Don is teaching a whole new generation of future ministers - baptized and ordained - about the worldwide pandemic of AIDS. To do so, he is, in part, using all of the new technology which appeals to this generation. I must say, he is very, very effective.

If we're going to make any progress in stemming this genocide-by-pandemic,
training a new generation of ministers -baptized and ordained - to think
creatively and effectively as citizens of the global village of Christ is an
absolutely essential part of the strategy.

In one of his classes, he showed the controversial Madonna performance "LIVE TO TELL." You may know that it is controversial because she sings the song while hanging from a cross, wearing a crown of thorns.

I found her message about abuse and violence and the AIDS pandemic most
compelling, and I urge you to watch it.
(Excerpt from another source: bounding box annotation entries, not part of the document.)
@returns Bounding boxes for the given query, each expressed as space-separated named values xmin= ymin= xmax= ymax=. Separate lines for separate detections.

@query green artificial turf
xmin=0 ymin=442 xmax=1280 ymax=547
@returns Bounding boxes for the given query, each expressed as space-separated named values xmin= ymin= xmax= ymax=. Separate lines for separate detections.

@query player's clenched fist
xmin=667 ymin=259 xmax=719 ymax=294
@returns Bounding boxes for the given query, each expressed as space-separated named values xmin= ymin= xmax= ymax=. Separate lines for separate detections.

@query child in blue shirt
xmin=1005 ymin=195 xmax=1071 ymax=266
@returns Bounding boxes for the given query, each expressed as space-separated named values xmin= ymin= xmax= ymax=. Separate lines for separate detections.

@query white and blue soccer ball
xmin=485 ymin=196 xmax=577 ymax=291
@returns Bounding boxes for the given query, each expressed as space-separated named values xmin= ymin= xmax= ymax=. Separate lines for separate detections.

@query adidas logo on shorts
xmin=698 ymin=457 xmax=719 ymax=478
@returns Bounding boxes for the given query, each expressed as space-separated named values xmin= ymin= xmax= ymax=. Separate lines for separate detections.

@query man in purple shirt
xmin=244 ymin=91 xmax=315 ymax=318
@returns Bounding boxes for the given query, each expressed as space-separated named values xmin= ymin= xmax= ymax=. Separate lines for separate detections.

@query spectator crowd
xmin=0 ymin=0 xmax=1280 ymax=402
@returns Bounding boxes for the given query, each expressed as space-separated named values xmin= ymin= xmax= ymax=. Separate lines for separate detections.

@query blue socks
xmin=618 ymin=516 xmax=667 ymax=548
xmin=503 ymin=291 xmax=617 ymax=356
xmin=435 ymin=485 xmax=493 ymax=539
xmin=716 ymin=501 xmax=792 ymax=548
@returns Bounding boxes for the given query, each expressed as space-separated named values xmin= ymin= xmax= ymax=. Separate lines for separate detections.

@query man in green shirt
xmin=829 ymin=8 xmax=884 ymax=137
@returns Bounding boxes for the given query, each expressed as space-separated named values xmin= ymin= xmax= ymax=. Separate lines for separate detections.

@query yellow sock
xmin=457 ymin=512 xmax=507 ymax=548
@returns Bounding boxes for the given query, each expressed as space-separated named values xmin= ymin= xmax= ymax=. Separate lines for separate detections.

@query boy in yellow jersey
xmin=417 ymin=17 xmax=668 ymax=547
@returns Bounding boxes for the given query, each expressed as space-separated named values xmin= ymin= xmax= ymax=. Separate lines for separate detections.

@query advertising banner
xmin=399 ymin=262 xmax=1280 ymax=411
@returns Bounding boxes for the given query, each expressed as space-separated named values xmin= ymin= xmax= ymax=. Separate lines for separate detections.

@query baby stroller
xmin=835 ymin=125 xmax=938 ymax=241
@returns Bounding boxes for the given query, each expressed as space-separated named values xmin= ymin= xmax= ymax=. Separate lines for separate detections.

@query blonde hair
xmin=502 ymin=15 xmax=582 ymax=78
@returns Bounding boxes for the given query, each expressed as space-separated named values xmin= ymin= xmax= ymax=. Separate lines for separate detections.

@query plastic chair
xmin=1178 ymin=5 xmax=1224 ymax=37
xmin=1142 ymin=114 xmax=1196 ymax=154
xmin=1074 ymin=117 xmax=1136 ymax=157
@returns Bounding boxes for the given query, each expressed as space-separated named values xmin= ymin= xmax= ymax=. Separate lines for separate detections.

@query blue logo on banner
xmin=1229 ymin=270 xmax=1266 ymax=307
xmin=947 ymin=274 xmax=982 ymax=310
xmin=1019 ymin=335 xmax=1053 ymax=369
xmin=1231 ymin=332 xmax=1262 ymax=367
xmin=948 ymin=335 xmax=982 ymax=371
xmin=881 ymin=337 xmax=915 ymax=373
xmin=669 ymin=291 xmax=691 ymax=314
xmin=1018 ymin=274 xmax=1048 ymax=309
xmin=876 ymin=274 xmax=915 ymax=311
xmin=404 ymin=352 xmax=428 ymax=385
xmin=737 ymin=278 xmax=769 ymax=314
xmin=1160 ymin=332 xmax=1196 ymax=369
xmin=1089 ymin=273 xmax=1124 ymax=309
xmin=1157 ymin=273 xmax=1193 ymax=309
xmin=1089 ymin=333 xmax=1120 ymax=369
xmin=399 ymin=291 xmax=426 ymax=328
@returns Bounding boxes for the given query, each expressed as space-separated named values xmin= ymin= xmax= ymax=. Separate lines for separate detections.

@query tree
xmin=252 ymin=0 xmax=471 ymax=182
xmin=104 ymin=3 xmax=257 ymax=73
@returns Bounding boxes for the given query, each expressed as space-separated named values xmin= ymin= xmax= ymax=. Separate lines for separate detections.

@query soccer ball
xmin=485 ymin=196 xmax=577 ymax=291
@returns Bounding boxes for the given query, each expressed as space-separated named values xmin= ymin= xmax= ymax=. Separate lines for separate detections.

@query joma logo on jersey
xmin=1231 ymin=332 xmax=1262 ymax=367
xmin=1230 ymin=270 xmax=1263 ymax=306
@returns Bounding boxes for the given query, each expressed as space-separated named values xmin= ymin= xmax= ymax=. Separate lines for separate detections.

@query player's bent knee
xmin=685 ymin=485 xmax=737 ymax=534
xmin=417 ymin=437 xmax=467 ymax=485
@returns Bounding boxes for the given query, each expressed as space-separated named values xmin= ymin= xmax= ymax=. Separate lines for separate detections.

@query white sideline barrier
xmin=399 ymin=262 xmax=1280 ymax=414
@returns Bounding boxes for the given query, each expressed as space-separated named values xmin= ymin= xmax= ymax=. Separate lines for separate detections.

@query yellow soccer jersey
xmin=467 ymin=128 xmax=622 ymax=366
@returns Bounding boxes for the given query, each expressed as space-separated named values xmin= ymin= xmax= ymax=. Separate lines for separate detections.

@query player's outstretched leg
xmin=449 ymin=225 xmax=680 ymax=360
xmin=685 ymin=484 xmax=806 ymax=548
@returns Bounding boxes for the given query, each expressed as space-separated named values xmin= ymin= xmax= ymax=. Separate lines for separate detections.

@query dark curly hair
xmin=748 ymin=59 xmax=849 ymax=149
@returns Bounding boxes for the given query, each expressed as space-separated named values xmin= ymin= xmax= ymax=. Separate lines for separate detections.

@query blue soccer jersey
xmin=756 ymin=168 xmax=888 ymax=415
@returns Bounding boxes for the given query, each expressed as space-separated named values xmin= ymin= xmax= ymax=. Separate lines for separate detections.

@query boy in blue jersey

I am certainly planning to use this 5 minute video as part of my Confirmation curriculum, which includes components on Human Sexuality, Global Church, and Millennium Development Goals.

The first dancer, talking about the physical abuse he sustained from his
father, says something like, "My father hit me so hard, I fell to the floor, but I picked myself up. We all fall to the floor but to pick yourself up is the real challenge. Isn't it?"

I immediately thought of the quote by my colleague and fellow priest, Robert
Corbin Morris, quoted by Jonathan Kozol in his book, "Ordinary Resurrections," from whence the book title comes.

Kozol writes that Morris speaks of the commonplace and frequently unnoticed
ways that people rise above their loneliness and fears as "ordinary resurrections." He points out that the origin of "resurrection" is the Greek word anastasis, which, he notes means "standing up again," and, as he puts it
unpretentiously, "We all lie down. We all rise up. We do this every day."

The same word, as Morris notes, is used in Scripture: "I am the resurrection
and the life." But in an afternoon directed possibly at fellow members of
the clergy, he observes, "The Resurrection does not wait for Easter."

This, I think, is the same message this video tries to make about AIDS, and
gang bangers and child abuse. It ends with a quote from Matthew's Great Commission.

May this video also inspire you to consider the MDG's - particularly # 6:
"Combat HIV/ADIS, Malaria and other diseases."